Achieving Academic Success Without the Stress

Mark Pieloch left the Massachusetts College of Pharmacy and Health in Boston in 1980 with a bachelor’s and a master’s, graduating magna cum laude. He went on to the University of Michigan and earned an M.B.A., again graduating magna cum laude. Excelling as a student, he discovered ways to balance the chaos of student life and succeed academically.

Finding Ways to Reduce Stress

Freshman students quickly discover that college is different. More chaotic and less structured, college life may seem overwhelming. For example, Pieloch had only been a student in Boston for a month when his car was stolen. The stress level can be tremendous, but there are ways to reduce the stress and find balance amidst the chaos.

A few basic lifestyle habits will keep the mind and body strong. Getting enough sleep is probably one of the most difficult challenges of college life, especially for students who live in a dorm. But getting enough sleep is also the most beneficial. A lack of sleep leads to poor decision making and slower thought processes. Schedule a night each week to go to bed early. Take naps when possible.

Physical exercise is also necessary. Exercise does not have to be a full-blown workout at the gym. It can be a 20-minute walk around the quad or to an off-campus eatery. Moderate exercise reduces anxiety and stress levels and enhances recuperative sleep. Avoid binge and junk-food eating. Work vegetables and fruit into your diet.

Making Study Time Count

Scheduling study time is important, but so is social and leisure time. Deadlines, exams and academic pressures take their toll. Research shows that taking breaks for leisure and social activities actually improves academic performance. Pieloch, for example, went to school in Boston, a city with a vibrant nightlife and historically significant past. Part of his college experience included exploring and experiencing Boston.

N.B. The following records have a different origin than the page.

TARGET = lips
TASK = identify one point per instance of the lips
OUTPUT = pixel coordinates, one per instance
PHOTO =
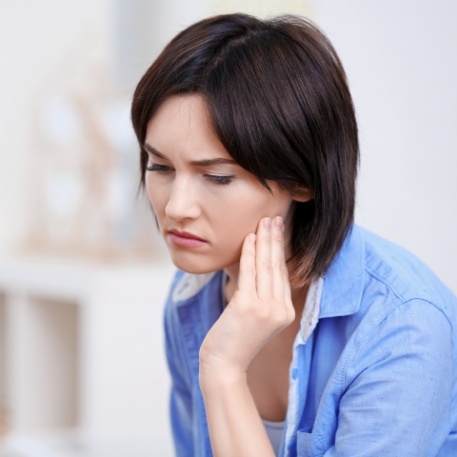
(185, 239)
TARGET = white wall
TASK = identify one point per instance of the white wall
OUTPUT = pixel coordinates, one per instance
(401, 60)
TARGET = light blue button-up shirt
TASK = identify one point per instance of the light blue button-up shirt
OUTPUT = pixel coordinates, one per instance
(374, 368)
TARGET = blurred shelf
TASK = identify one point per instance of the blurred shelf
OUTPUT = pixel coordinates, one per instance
(82, 366)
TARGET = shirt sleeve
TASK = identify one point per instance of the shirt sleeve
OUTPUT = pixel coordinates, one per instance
(180, 396)
(397, 387)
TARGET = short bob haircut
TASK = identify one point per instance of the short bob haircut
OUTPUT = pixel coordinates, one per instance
(279, 101)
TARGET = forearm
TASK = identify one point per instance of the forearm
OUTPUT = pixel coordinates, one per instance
(235, 426)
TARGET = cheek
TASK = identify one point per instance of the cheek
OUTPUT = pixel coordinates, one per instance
(156, 196)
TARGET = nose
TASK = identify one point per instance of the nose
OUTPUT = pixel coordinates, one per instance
(183, 202)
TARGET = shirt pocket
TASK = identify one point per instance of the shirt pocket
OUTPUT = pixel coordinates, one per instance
(310, 444)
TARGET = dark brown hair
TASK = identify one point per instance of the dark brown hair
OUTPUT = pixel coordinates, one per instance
(278, 99)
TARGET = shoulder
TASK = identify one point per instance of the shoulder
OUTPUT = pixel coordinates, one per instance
(400, 273)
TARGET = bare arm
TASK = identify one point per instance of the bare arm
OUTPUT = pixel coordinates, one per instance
(260, 308)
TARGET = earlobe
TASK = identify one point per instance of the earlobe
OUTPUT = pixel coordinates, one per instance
(302, 194)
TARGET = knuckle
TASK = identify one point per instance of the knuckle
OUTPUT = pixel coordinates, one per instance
(266, 266)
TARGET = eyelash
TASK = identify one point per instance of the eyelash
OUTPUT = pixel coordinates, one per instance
(216, 179)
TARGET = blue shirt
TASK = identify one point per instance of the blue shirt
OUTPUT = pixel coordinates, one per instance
(374, 373)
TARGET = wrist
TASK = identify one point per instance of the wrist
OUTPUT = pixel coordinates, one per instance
(218, 374)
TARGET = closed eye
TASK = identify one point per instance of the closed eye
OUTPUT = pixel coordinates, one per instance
(158, 167)
(220, 180)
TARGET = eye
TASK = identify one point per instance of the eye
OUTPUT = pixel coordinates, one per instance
(220, 180)
(158, 167)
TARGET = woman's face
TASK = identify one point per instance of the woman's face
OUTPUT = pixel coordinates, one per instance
(205, 203)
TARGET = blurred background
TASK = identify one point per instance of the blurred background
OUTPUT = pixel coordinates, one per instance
(83, 275)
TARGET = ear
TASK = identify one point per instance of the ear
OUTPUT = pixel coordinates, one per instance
(302, 194)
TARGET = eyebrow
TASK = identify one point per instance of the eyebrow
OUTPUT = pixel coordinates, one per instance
(200, 163)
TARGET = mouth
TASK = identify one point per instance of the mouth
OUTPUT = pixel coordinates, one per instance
(185, 239)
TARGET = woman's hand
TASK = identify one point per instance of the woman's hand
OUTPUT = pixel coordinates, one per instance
(260, 308)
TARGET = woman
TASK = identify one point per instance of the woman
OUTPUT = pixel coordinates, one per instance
(289, 330)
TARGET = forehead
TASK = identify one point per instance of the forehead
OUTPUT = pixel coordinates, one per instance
(181, 124)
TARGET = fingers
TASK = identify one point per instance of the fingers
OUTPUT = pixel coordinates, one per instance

Students get as much out of the college experience as they put into it. Most schools have a variety of clubs and societies that cover every interest from poker to juggling. Writing stories or taking pictures for the school newspaper is a fun way to get involved. Many schools sponsor volunteer opportunities that are design to help other students or assist in the local community. Participating fully in college life and making new friends is part of student life not to be missed.

Studying in college presents its own challenges. A lack of privacy, noise and the temptation to procrastinate now and cram later, disrupt study time and affect information retention. Designate a time to study every day and stick to the schedule. Take 10 minute breaks every hour. Review class notes. Use highlighters to highlight essential concepts for quick review. Rewrite notes within 24 hours for maximum retention. Remember that cramming is not learning. Learning means that information becomes part of a student’s long-term memory. Cramming actually has the opposite effect because it’s a short-term memory process. Most of the information retained by cramming is quickly forgotten.

Mark Pieloch’s education and academic excellence gave him the foundation to become the successful entrepreneur he is today. With the strategies he learned in college to handle stress and balance academics, he learned not only how to excel in school, but excel in life.